Intuition behind Thom class
It is easy to understand the existence of a Thom class by considering cellular cohomology. Let the given vector bundle be $E\to B$ with fibers of dimension $n$. One can assume without significant loss of generality that $B$ is a CW complex with a single 0-cell. The Thom space $T(E)$ is the quotient $D(E)/S(E)$ of the unit disk bundle of $E$ by the unit sphere bundle. One can give $T(E)$ a CW structure with $S(E)/S(E)$ as the only 0-cell and with an $(n+k)$-cell for each $k$-cell of $B$. These cells in $T(E)$ arise from pulling back the bundle $D(E)\to B$ via characteristic maps $D^k\to B$ for the $k$-cells of $B$. These pullback are products since $D^k$ is contractible.
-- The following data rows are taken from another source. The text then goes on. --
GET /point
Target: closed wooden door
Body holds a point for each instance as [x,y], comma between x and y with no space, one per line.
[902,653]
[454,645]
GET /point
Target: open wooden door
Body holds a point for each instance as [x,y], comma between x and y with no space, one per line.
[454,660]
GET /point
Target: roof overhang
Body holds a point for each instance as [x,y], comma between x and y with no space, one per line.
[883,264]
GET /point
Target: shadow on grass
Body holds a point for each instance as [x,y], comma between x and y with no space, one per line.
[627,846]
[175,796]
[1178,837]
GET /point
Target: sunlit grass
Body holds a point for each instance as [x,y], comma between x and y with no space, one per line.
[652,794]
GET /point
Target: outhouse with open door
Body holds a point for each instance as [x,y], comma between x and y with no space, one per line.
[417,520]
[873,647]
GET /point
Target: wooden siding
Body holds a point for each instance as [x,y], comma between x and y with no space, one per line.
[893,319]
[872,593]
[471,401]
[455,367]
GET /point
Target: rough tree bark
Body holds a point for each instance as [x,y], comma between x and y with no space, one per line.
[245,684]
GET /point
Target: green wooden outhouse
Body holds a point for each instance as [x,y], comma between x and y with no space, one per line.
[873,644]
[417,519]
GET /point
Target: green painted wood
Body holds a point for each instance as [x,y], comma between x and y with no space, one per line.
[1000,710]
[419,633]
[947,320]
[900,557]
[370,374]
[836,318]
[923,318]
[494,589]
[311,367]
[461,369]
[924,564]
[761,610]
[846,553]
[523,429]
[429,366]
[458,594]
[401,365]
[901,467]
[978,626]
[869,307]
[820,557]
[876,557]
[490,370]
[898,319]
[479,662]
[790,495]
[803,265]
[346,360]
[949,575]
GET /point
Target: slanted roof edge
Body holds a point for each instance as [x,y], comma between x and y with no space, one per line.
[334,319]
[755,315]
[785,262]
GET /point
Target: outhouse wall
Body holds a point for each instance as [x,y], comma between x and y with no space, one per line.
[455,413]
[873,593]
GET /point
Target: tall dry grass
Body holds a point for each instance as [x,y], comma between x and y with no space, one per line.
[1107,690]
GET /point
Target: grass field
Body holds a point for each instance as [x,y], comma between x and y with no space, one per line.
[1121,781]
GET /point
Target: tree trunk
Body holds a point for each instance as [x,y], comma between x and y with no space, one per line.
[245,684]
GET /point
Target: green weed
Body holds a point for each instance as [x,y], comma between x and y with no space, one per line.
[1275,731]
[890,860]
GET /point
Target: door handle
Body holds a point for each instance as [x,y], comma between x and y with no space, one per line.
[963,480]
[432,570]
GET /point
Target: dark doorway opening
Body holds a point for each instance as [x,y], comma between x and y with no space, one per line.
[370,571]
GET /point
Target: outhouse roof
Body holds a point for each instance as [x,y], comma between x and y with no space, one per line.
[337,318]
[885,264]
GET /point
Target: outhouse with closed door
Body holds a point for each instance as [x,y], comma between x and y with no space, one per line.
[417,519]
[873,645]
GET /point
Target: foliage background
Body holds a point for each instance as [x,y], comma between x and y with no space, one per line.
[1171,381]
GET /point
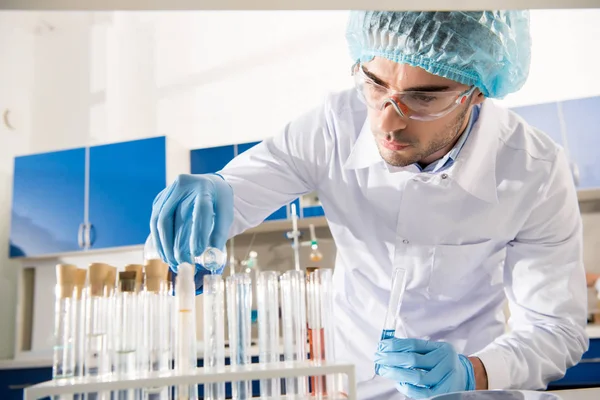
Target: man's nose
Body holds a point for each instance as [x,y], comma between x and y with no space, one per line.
[390,120]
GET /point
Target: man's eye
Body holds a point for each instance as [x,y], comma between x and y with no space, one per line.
[375,89]
[424,98]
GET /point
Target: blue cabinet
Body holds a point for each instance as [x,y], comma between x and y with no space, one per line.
[210,160]
[48,203]
[77,199]
[13,381]
[242,147]
[124,180]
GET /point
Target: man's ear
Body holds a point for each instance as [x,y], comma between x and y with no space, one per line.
[478,97]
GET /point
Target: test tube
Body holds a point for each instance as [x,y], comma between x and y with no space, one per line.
[320,330]
[293,312]
[63,365]
[392,316]
[142,351]
[267,297]
[127,328]
[110,282]
[80,276]
[214,335]
[185,355]
[212,259]
[239,304]
[97,360]
[157,324]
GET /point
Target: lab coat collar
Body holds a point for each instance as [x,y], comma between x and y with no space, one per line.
[475,167]
[364,151]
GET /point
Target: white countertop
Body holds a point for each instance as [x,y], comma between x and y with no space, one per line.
[578,394]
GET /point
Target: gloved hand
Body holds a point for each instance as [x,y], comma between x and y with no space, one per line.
[422,368]
[192,213]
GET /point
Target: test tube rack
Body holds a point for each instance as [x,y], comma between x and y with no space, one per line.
[73,386]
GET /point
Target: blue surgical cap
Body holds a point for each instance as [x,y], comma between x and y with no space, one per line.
[487,49]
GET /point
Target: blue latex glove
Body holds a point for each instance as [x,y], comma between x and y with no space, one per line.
[192,213]
[422,368]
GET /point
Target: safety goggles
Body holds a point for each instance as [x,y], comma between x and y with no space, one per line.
[417,105]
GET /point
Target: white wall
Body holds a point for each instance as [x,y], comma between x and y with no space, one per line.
[206,79]
[16,81]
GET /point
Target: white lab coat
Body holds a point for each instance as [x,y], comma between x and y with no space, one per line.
[501,223]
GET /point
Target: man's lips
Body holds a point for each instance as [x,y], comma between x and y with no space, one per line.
[394,146]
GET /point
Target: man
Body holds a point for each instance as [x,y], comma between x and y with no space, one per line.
[416,170]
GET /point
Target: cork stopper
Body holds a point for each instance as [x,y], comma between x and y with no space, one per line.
[139,274]
[156,273]
[98,272]
[111,279]
[80,276]
[65,279]
[127,281]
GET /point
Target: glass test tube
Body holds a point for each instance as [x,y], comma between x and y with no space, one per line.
[185,355]
[111,303]
[97,360]
[80,277]
[63,365]
[239,304]
[267,297]
[321,330]
[214,335]
[156,301]
[293,312]
[392,317]
[141,317]
[126,332]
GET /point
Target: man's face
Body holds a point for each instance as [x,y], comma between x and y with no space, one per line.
[402,141]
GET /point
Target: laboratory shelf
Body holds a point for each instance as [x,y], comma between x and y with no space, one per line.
[199,376]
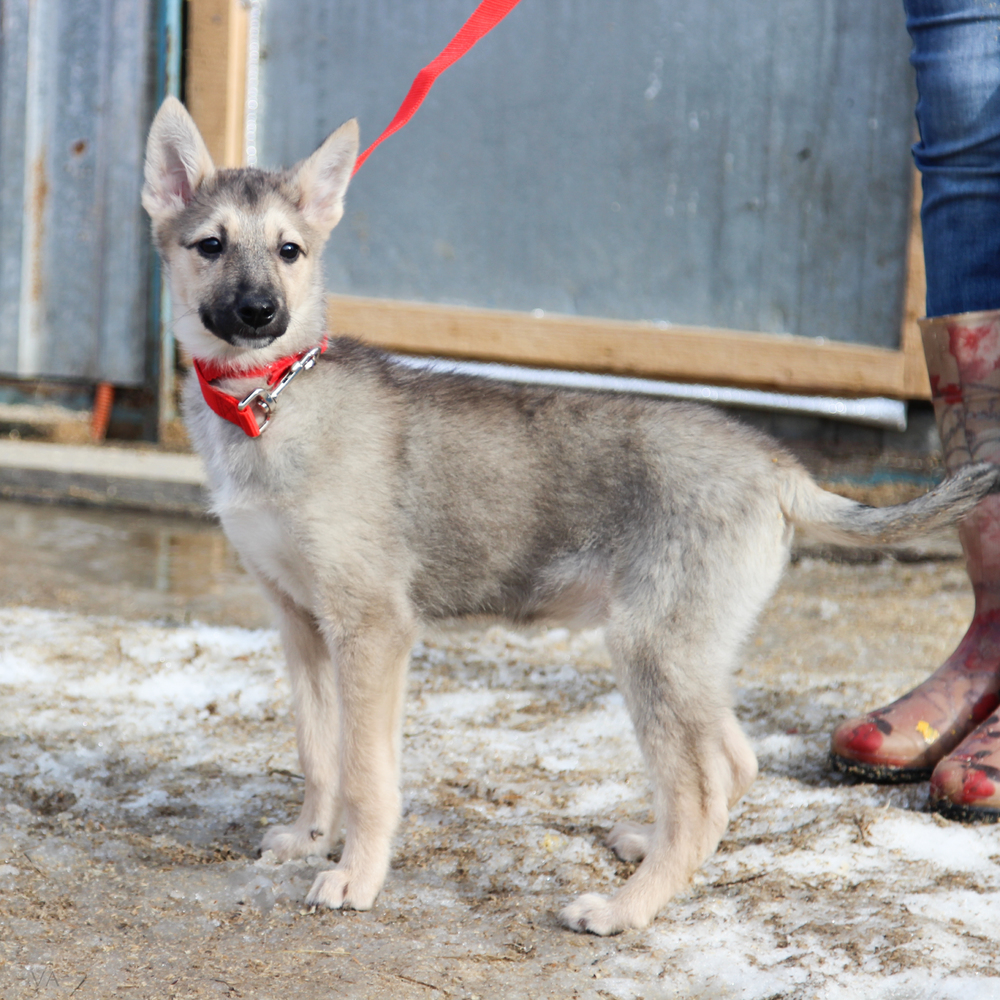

In particular, $T(E)$ has a single $n$-cell and an $(n+1)$-cell for each 1-cell of $B$. There are no cells in $T(E)$ between dimension $0$ and $n$. The cellular boundary of an $(n+1)$-cell is 0 if $E$ is orientable over the corresponding 1-cell of $B$, and it is twice the $n$-cell in the opposite case. Thus $H^n(T(E);{\mathbb Z})$ is $\mathbb Z$ if $E$ is orientable and $0$ if $E$ is non-orientable. In the orientable case a generator of $H^n(T(E);{\mathbb Z})$ restricts to a generator of $H^n(S^n;{\mathbb Z})$ in the "fiber" $S^n$ of $T(E)$ over the 0-cell of $B$, hence the same is true for all the "fibers" $S^n$ and so one has a Thom class.
One not-very technical way to think of the Thom Isomorphism Theorem is that if you have a vector bundle, $p : E \to B$, if you remove the $0$-section $Z$ of the vector bundle from the Thom space $Th(p)$, you get a contractible space. So given a homology class in $H_* Th(p)$ the obstruction to trivializing it can be thought of as its intersection with $Z$. If there's no intersection, you're in the contractible space $Th(p) \setminus Z$. So the intersection of a homology class with $Z$ is tautologically the thing that keeps track of the homology class itself.
That's how I like to think of the Thom Isomorphism Theorem. So why is there a Thom class? Because you can intersect with $Z$. In cohomology this is cupping with the Thom class since that's what intersections translate to in cohomology.
You are thinking in terms of ordinary cohomology, where Mayer-Vietoris patches together the always present local orientation to produce a global one when you have it. It is more advanced, but maybe more illuminating, to note that the definition in general is intrinsically global. An $n$-plane bundle $p$ over a space $B$ has an associated sphere bundle $Sph(p)$ (by fiberwise one point compactification) with based fibers and thus a section. The quotient $Sph/B$ is the Thom space $T$ of $p$. For a multiplicative cohomology theory $E$, a Thom class $\mu$ is an element of $\tilde{E}^n(T)$ whose restriction to $\tilde{E}^n(S^n_b)\cong \tilde{E}^0(S^0)$ is a unit in this ring for any $b\in B$, where $S^n_b$ is the fiber over $b$ in $Sph(p)$. This definition is admitttedly mysterious. It suffices to give a Thom isomorphism and it is important geometrically, but the real explanation is more advanced and still not very well known. One should think of $E^*$ as represented by a ring spectrum $E$. Bundle theory naturally concerns spaces over $B$, or parametrized spaces. One can make sense of parametrized spectra over $B$, and one can even take the smash product of a parametrized space and a spectrum to obtain a parametrized spectrum. Thus one can make sense of $Sph(p)\wedge E$ as a spectrum over $B$. Of course, there is also a trivial spherical bundle $B\times S^n$ over $B$. It turns out that a Thom class as I defined it cohomologically is the same thing as a trivialization: an equivalence of parametrized spectra between $Sph(p)\wedge E$ and $(B\times S^n)\wedge E$. That is the geometric meaning. This is proven in the book Parametrized Homotopy Theory, by Sigurdsson and myself (available on my website).